Performance and Scale Data?

We’re looking to retool a few systems, one with a (fairly) high rate of events and another that is DDD but not currently very event sourced, but will be. EventStore appears as if it would address many of the functional requirements, but it isn’t clear from the documentation if it would be a great fit from a scale and performance perspective.

Before we go off and do an involved POC - has anyone published any information around scale and performance?

The higher event scale system might be characterized using some of the following:

Number of Events/Day: 200Mi

Eventing Rate: Current rate is ~ 2kps but hoping for more upside

Number of Streams: ~ 10Mi but will grow over time

Number of Categories: ~ 15 (possibly fewer), most activity would be from 2 or 3 categories

Number of different Services Consuming/Generating Events: ~ 10 service with 2-6 instances each so lets say fanout is 40

I understand the answer is always going to depend on a lot of things. I’d just prefer to avoid a time-consuming POC if EventStore is not going to be a good fit.

I’d appreciate anyone pointing me at anything that would be helpful.

EventStore can pretty easily do 2000/sec (hardware dependent). This is not really the problem …

At 200m/day no unpartitioned store will work well over time. You would be discussing > 50,000,000,000 events/year. The first goal should be some partitioning strategy. No?

Even if relatively small events say 500 bytes we are talking close to half a PB your first year at this rate.

Thanks, yeah there’d be some data management. A lot of the events become uninteresting after a short period of time.

I got some push back from a few devs when I demoed some of the basics, but they were conflating RabbitMQ write behavior with actual event instances.

Be very careful when saying “they become uninteresting” … I have rarely (as in essentially never!) found this to be true. I would plan instead on keeping all forever! The tradeoff is usually in raising access times based on age as opposed to getting rid of them. The thing is when they DO become valuable they often become MASSIVELY valuable. As an example what if I ran a db per week then archived that DB … hot for 4 weeks, warm for 8, then cold.

To be fair how much does a 20TB NAS cost? :wink: hint: less than $1000 :open_mouth:
https://www.amazon.com/Cloud-Ultra-Network-Attached-Storage/dp/B07179ZYH2/ref=sr_1_3?gclid=EAIaIQobChMIuJGH96uB5gIVDZSzCh1tzwXJEAAYAiAAEgLcq_D_BwE&hvadid=390257496928&hvdev=c&hvlocphy=9003227&hvnetw=g&hvpos=1t2&hvqmt=e&hvrand=9006223505792082124&hvtargid=kwd-302611396505&hydadcr=4233_9338993&keywords=20tb+nas&qid=1574546835&sr=8-3 .

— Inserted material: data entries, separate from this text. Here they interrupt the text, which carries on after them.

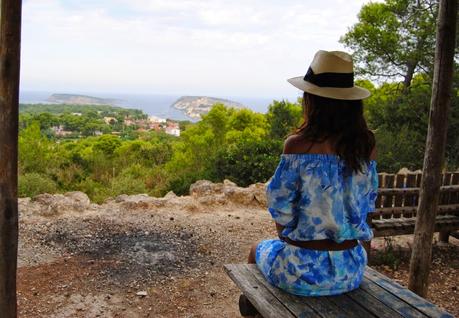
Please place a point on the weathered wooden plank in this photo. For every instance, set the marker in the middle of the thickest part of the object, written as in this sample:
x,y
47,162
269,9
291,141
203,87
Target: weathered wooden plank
x,y
265,302
446,181
350,307
330,306
372,304
388,199
391,227
410,200
415,190
398,198
442,209
454,197
402,308
297,305
10,55
406,295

That I could answer this question today (even though it took me two weeks to calculate) is often worth … millions. It doesn’t take much of a probability of this occurring to justify buying some $1000 NASes :slight_smile: This is especially true when we consider that we have a team of developers working on this so are likely spending > $5-10,000/day in development costs. If I can justify developers it becomes highly unusual to not be able to justify the storage.

I have literally seen only a single case in my career where this was not the case :open_mouth: The reason it was not the case was that the behaviour was changing so quickly that anything older than a week to a month was no longer worth looking at :open_mouth: “things work differently today” (think a new growing/quickly changing market like maybe a certain crypto-currency a few years ago …). Any guesses what the primary focus of this team was? :smiley:

Good point. When I said less interesting, my meaning was the operational database. Everything will end up in the data lake fior analytics and data science.

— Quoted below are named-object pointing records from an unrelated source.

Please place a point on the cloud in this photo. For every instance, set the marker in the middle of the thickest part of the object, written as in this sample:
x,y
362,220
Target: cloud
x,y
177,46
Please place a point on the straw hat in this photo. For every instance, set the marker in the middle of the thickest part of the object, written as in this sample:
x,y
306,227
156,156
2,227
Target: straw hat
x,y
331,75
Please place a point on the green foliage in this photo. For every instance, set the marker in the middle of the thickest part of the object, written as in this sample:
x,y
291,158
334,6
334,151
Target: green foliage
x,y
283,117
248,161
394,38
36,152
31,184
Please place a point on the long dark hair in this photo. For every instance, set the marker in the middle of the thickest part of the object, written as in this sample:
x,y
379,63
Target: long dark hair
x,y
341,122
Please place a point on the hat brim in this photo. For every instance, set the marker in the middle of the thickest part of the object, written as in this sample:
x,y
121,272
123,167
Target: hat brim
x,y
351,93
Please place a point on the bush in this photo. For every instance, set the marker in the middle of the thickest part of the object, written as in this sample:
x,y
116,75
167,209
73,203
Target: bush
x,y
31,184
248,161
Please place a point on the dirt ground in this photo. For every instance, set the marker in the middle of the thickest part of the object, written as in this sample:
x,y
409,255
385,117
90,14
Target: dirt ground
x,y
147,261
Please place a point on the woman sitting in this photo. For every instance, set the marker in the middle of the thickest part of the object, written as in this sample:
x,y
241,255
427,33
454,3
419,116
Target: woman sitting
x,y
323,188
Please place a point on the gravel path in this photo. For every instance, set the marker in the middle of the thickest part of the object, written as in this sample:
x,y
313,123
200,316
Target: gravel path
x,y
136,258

Keeping all events allow you to retroactively replay new projections made on new business insight. The context of most day to day is based around a couple weeks to a month-- that’s why people often think that keeping ALL events is not necessary.

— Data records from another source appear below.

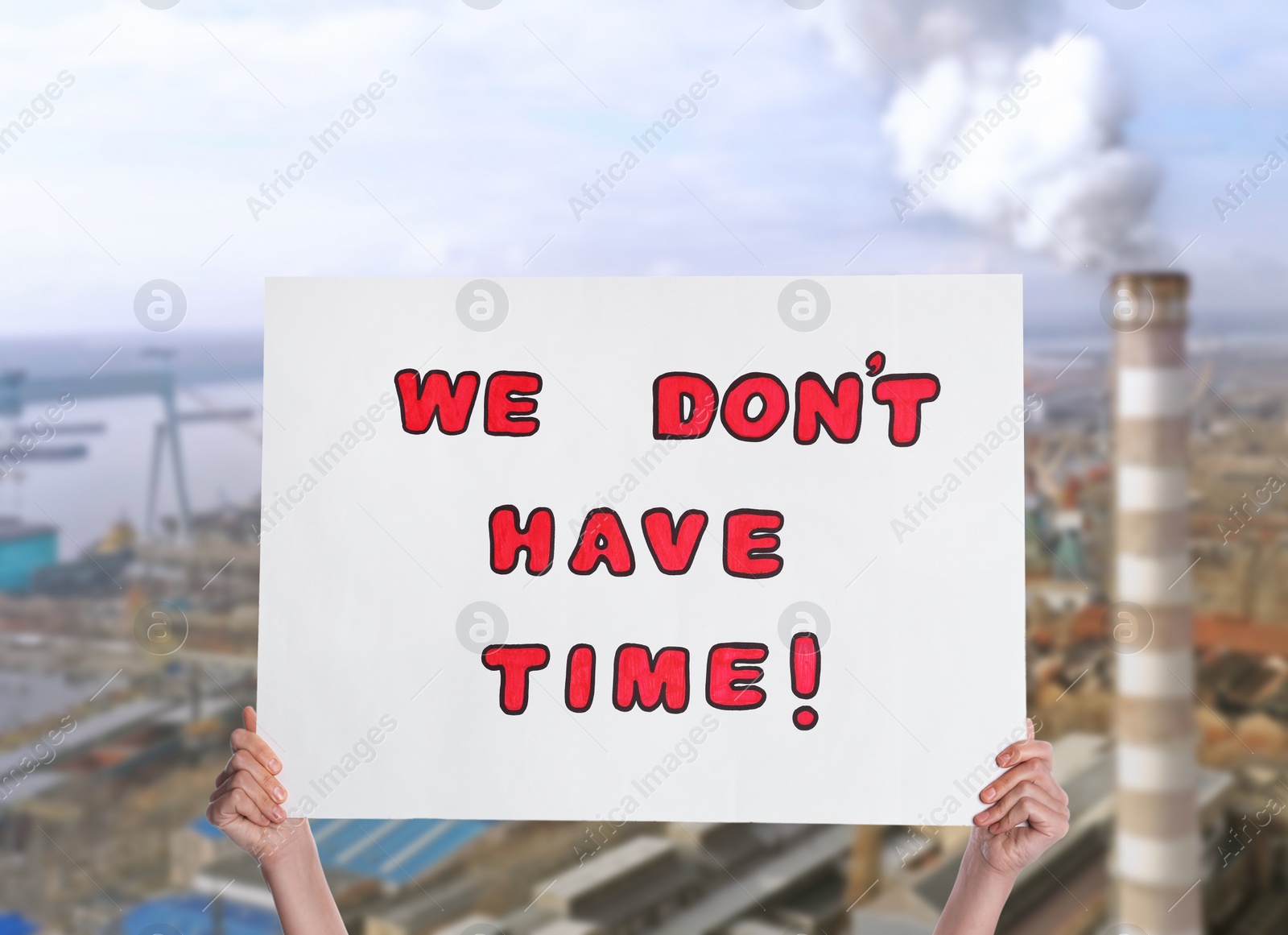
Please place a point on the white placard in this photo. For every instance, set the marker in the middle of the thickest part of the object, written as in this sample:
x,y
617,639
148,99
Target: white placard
x,y
402,627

This discussion was interesting enough for me to sign up with the group because I get the same kind of pushback and conflation when trying to get buy-in for event sourcing. First off, are we discussing Event Store or event sourcing? Because the RabbitMQ conflation sounds like there is also conflation between Event Store and event sourcing.

People often think a message broker alone is event sourcing. ES is still hugely misunderstood today regardless of technology all around us essentially adopting it. Blockchains, Redux-Sagas, etc. I argue that DDD is actually not as important as realizing that with event sourcing, you have implicit CQRS. You can have CQRS without ES, but cannot have ES without CQRS. Separating your read and write models + having your services communicate through a flat interface (events) is convenient for any infrastructure.

For analytics, imagine you had aggregated data sets that need to be computed and re-computed as commits flow in the db. You can use a combination of upsert or materialized views or triggers to achieve this. But with event sourcing, you just create a projection. In addition, you can replay this projection on historical data if you wanted to. Versioning data is another painful thing in SQL. With Event Store, you can just snapshot. Or if you rolled your own event sourcing, just rename your new events after a backup (as opposed to a versions table in SQL).

Of course this might actually not be anything new. I apologize if I went off-target. It just struck me as strange that RabbitMQ was conflated with Event Store.